The damaged hearts of laboratory monkeys have been successfully repaired for the first time with human stem cells in a study that could lead to the first clinical trials on patients with heart disease within the next four years, scientists said.
The study, published in the journal Nature, demonstrates that human stem cells can be grown in large enough quantities to form beating cardiac muscle tissue which can be stored in frozen form until needed for a transplant operation, the researchers said.
Experiments involving the injection of human stem cells into the damaged hearts of mice, rats and guinea pigs have already shown the potential for treating heart disease but the latest study is the first to prove its potential in a non-human primate species, the pintail macaque monkey.
“The main significance of this study is that it shows for the first time that we can do heart regeneration at a scale that the world has never seen before,” said Charles Murry, professor of pathology and bioengineering at the University of Washington in Seattle.

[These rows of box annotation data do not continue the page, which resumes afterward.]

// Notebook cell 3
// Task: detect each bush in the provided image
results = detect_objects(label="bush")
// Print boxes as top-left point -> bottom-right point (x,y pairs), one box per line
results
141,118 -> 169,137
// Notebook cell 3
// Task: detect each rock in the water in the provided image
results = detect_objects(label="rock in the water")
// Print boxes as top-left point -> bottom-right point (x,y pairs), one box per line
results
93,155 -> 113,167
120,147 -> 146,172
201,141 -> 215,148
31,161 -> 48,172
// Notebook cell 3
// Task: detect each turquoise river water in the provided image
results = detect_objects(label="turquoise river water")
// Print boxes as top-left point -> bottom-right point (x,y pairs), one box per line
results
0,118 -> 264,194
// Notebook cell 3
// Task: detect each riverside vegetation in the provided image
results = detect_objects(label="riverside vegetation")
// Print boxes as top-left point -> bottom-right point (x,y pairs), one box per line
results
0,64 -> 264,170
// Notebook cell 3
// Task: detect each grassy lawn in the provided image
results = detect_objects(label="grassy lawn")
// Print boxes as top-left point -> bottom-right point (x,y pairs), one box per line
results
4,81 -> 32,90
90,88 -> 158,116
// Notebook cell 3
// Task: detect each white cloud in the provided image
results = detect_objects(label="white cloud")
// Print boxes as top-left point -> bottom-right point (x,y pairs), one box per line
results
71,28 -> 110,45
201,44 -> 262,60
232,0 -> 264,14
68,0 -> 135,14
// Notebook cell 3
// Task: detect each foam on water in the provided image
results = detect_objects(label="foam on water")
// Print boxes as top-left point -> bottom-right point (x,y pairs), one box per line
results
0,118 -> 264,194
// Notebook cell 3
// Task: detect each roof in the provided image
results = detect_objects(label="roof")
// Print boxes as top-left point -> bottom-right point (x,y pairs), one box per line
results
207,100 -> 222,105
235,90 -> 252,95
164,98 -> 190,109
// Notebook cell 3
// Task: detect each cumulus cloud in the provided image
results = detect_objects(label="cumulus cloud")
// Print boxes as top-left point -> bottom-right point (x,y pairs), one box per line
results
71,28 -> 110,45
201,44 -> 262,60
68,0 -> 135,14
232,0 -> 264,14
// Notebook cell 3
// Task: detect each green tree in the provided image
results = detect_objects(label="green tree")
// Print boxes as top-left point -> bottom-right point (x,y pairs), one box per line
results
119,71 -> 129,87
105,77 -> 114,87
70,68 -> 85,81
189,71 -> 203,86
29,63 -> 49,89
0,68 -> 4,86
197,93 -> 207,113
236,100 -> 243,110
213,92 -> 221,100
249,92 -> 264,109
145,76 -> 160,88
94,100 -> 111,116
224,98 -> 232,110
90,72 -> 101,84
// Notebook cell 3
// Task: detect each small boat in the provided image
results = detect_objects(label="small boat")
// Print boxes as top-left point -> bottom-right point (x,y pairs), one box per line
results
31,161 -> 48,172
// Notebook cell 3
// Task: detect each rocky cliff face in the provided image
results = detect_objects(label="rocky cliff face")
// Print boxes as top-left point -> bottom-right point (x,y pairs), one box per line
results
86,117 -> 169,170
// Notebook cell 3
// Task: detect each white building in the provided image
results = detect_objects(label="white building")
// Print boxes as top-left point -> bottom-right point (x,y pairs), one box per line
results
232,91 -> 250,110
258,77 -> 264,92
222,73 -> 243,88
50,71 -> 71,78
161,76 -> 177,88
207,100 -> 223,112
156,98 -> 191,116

“We’re able to grow large amounts of human heart muscle cells in a dish. We can grow them in the billions, we can freeze them and keep them in cold storage until we can use them and then we can transplant them into the heart of a large animal that really mimics the human condition well,” Professor Murry said.

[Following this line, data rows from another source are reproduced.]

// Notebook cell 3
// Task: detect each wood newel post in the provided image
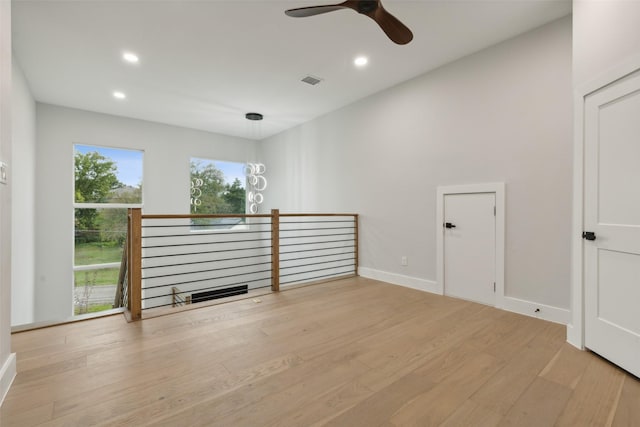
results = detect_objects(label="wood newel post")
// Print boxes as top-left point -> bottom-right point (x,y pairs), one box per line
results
353,214 -> 359,276
271,209 -> 280,292
128,208 -> 142,320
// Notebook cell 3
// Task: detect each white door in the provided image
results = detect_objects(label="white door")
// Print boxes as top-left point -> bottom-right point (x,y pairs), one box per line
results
443,193 -> 496,306
584,67 -> 640,376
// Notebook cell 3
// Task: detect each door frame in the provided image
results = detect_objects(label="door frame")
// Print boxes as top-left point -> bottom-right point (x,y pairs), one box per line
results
567,55 -> 640,349
436,182 -> 505,308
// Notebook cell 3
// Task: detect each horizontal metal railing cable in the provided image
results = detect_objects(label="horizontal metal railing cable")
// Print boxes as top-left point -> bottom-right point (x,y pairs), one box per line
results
123,209 -> 358,320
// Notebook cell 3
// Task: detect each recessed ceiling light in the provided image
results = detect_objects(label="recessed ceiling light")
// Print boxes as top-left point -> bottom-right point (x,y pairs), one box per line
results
353,56 -> 369,67
122,52 -> 140,64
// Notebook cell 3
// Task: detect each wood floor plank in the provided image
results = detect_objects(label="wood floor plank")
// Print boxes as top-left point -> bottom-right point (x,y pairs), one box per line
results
0,277 -> 640,427
471,321 -> 564,414
441,400 -> 503,427
611,375 -> 640,427
557,355 -> 625,427
499,377 -> 571,427
540,344 -> 591,389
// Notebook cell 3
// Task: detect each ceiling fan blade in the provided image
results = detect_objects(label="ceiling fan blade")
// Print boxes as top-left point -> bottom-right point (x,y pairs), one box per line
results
367,5 -> 413,44
284,0 -> 413,44
284,4 -> 348,18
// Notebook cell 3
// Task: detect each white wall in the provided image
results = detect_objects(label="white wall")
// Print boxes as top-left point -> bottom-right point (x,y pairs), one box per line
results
0,1 -> 16,404
11,57 -> 36,326
261,17 -> 572,309
35,104 -> 257,321
573,0 -> 640,88
567,0 -> 640,347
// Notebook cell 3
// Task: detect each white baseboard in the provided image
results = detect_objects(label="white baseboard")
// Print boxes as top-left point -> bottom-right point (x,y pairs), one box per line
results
358,267 -> 571,326
358,267 -> 439,294
0,353 -> 16,405
502,296 -> 571,325
567,324 -> 584,350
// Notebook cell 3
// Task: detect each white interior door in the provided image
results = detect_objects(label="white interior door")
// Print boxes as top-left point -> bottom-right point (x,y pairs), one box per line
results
584,67 -> 640,376
443,193 -> 496,306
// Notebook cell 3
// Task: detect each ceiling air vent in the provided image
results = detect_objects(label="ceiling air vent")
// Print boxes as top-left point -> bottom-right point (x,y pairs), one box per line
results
301,76 -> 322,86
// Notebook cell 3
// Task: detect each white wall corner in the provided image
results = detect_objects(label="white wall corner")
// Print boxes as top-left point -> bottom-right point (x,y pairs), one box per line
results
502,297 -> 571,325
0,353 -> 16,406
567,324 -> 584,350
358,267 -> 441,295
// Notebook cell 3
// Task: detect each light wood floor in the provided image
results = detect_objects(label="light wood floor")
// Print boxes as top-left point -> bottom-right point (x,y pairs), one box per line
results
0,278 -> 640,427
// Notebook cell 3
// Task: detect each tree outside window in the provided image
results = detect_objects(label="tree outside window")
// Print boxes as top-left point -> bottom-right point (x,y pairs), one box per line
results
73,144 -> 143,314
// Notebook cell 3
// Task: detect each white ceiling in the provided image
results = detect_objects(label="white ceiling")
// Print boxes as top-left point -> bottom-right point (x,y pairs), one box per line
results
12,0 -> 571,139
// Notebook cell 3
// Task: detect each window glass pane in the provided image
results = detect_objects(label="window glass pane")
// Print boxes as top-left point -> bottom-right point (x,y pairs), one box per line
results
73,267 -> 120,315
191,158 -> 247,229
74,208 -> 127,265
74,144 -> 143,204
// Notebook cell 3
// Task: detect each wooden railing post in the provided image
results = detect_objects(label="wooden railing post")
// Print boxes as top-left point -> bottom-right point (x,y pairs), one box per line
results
353,214 -> 359,276
271,209 -> 280,292
128,208 -> 142,320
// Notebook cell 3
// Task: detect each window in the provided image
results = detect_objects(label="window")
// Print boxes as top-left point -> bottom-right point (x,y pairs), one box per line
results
190,158 -> 247,230
73,144 -> 143,315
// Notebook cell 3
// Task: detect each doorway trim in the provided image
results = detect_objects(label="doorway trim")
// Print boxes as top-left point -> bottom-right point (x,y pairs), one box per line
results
436,182 -> 505,308
567,55 -> 640,349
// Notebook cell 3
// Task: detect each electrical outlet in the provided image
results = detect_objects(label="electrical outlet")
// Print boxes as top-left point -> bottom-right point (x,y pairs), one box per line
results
0,162 -> 7,185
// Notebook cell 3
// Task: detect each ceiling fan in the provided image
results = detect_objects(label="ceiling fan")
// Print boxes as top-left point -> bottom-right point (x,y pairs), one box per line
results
284,0 -> 413,44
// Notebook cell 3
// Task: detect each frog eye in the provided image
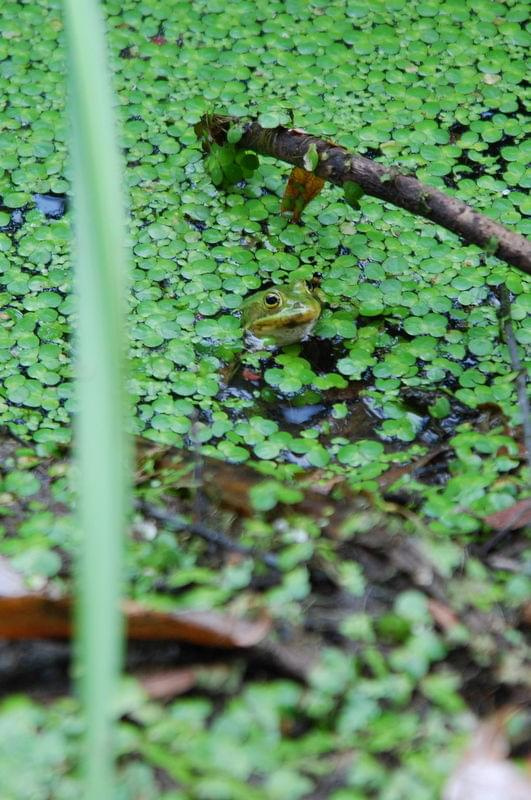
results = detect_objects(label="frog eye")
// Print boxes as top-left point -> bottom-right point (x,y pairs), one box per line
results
264,292 -> 280,308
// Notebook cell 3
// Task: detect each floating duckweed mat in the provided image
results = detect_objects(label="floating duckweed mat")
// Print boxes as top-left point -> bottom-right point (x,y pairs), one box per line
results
0,0 -> 530,800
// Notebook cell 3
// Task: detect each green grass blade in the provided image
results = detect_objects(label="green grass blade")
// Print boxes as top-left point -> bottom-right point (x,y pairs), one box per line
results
64,0 -> 128,800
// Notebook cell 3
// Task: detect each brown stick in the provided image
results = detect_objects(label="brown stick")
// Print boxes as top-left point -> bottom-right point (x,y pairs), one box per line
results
196,114 -> 531,274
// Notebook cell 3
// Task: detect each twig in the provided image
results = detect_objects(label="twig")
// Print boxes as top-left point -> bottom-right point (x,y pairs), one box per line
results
136,500 -> 279,570
499,285 -> 531,472
195,114 -> 531,273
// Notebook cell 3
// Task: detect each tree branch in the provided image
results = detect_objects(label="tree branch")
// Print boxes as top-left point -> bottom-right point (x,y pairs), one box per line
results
195,114 -> 531,274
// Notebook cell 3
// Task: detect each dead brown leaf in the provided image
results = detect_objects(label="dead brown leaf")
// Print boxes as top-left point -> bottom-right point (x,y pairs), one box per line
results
281,167 -> 324,222
443,709 -> 531,800
484,497 -> 531,531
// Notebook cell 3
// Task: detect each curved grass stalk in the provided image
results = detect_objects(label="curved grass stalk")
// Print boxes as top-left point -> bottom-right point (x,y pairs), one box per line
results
64,0 -> 129,800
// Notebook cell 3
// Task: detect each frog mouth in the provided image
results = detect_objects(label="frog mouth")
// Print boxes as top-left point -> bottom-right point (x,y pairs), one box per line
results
252,308 -> 319,334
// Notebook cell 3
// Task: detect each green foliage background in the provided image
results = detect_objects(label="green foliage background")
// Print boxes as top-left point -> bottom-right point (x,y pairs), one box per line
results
0,0 -> 530,800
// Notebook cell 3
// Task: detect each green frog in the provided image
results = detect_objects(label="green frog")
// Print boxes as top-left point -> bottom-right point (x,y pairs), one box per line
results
242,281 -> 321,348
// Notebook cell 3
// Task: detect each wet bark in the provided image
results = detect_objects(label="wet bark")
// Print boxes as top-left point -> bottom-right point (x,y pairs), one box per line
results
196,115 -> 531,274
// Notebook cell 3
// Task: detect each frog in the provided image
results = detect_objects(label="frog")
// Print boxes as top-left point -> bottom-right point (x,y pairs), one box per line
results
241,280 -> 321,349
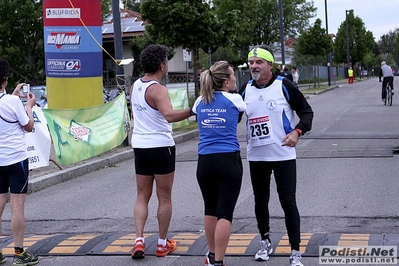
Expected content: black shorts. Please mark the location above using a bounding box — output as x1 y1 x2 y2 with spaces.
133 146 176 175
0 159 29 194
197 152 243 222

Stem cells, sometimes known as the “master cells” of the body, are seen as offering new kinds of treatments for incurable or progressive illnesses, from heart disease to Parkinson’s, but there are still immense practical and safety issues before they can be widely introduced.
For treating human heart disease, for instance, it will be necessary to grow billions of cardiac muscle cells in the laboratory from stem cells and to freeze them without impairing their ability to regenerate damaged cardiac muscle once they have been implanted into a patient, Professor Murry said.
“The principal focus is to understand stem cells to the point where we can grow large amounts of beating human heart muscle in a dish, to learn the science of how they differentiate and then to harness them in such a way that we can cure human heart disease ultimately,” he said.
“Before this study, it was not known if it is possible to produce sufficient numbers of these cells and successfully use them to re-muscularise damaged hearts in a large animal whose heart size and physiology is similar to that of the human heart,” he explained.
The study was carried out on just seven macaque monkeys suffering from a condition that simulated human heart disease. In each case, the animal showed an improvement with the implanted human stem cells leading to an average 40 per cent repair of the damaged tissue.
After three months, the implanted cells appeared to have fully integrated with the monkey’s own cardiac tissue, beating in synchrony and with the primate’s blood vessels growing into and nurturing the replacement cells.
“Once in the heart we’ve shown they survive, that they are able to organise themselves into new heart muscle and they will connect with the surrounding cardiac muscle cells and beat in synchrony,” Professor Murry said.
“The long-term goal is to get the heart to heal by muscle regeneration instead of forming scar tissue after a patient has a heart attack,” he said.
Although the monkeys showed no adverse symptoms relating to the transplant, the scientists did detect an irregular heartbeat within two to three weeks following the transplant, which later disappeared as the transplanted cells became more electrically stable, they said.
Despite this, the results open the way for human clinical trials within the next few years, said Michael Laflamme, professor of pathology at Washington University.
“The results show we can now produce the number of cells needed for human therapy and get formation of new heart muscle on a scale that is relevant to improving the function of the human heart,” Professor Laflamme said.